Wall insisted before the 9th Circuit that there’s nothing religious about Trump’s executive order and that, in any event, the order was a “policy judgment” that he exercised as president relying on broad authority given to him by Congress. If the travel ban is to be upheld, Wall suggested, it should be because presidents are owed a “presumption of regularity.”

But U.S. Circuit Judge Richard Paez suggested that the Trump administration was defending the same rationale the U.S. government used during the imprisonment of Japanese-Americans at the height of World War II. In a decision considered one of the worst in American history, the Supreme Court affirmed that executive order signed by President Franklin D. Roosevelt.
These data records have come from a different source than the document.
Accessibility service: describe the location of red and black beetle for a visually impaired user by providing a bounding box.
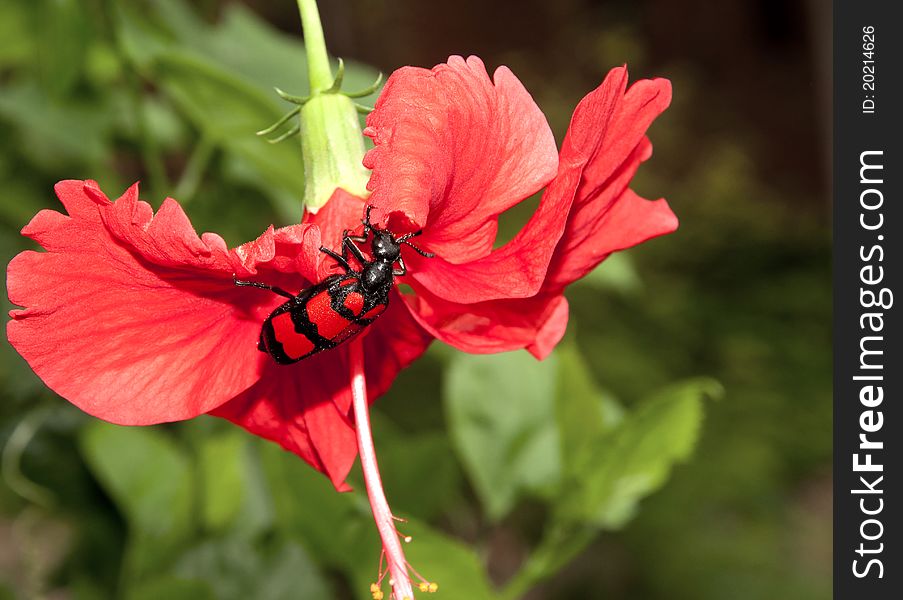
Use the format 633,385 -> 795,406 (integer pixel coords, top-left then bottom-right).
235,206 -> 433,365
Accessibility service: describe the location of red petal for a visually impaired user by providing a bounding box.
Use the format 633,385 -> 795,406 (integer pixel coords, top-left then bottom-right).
211,298 -> 432,491
545,68 -> 677,291
405,287 -> 567,358
396,68 -> 670,304
304,188 -> 366,281
211,354 -> 357,491
364,56 -> 558,262
7,181 -> 316,425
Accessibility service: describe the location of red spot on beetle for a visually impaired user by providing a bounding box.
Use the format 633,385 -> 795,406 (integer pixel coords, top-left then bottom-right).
307,290 -> 351,341
362,304 -> 386,319
343,292 -> 364,315
272,312 -> 314,359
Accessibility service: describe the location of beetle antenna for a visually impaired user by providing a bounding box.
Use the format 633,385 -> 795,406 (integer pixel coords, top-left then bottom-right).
395,229 -> 423,245
361,204 -> 376,235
Wall seemed taken back by the comparison.

“This case is not Korematsu, and if it were, I wouldn’t be standing here and the United States would not be defending it,” he said, referring to the 1944 ruling that upheld the legality of the Japanese camps.

In a legal twist, the lawyer for Hawaii, Neal Katyal, was acting solicitor general in the Obama administration when his office formally confessed error in 2011 for the role lawyers for the federal government played in defending the World War II camps.

When asked why the 9th Circuit shouldn’t be deferential to the office of the president of the United States, Katyal noted that was the “million-dollar question” in the travel ban cases — and that it all boils down to what an “objective observer” would say about Trump’s statements about Muslims.

In Katyal’s view, there’s simply no precedent to support Trump’s travel ban because “presidents don’t run into establishment clause problems” with their public comments. The case is so unusual, Katyal added, that ruling against the president in this case wouldn’t hamstring future presidents’ national security judgment.

“If you rule for us, you leave intact the president’s powers, including every decision every president has made in our lifetimes, and you preserve a status quo that has existed for decades,” Katyal said. “If you rule for him, you defer to the president in a way that history teaches is very dangerous. You’d open the door to so much.”

But Wall, the Trump administration lawyer, warned the 9th Circuit that a ruling against the government could transcend the Trump era, which he called “this constitutional moment.”

“I know they disagree with this president and many of his policy judgments,” Wall said, pointing to the lawyers for Hawaii. “But none of that converts this into a constitutional crisis.”

The 9th Circuit “ought to leave this debate where it belongs: in the political arena,” Wall added.

The court is expected to rule in the case in the coming days or weeks, and whichever side loses is sure to ask the Supreme Court to intervene.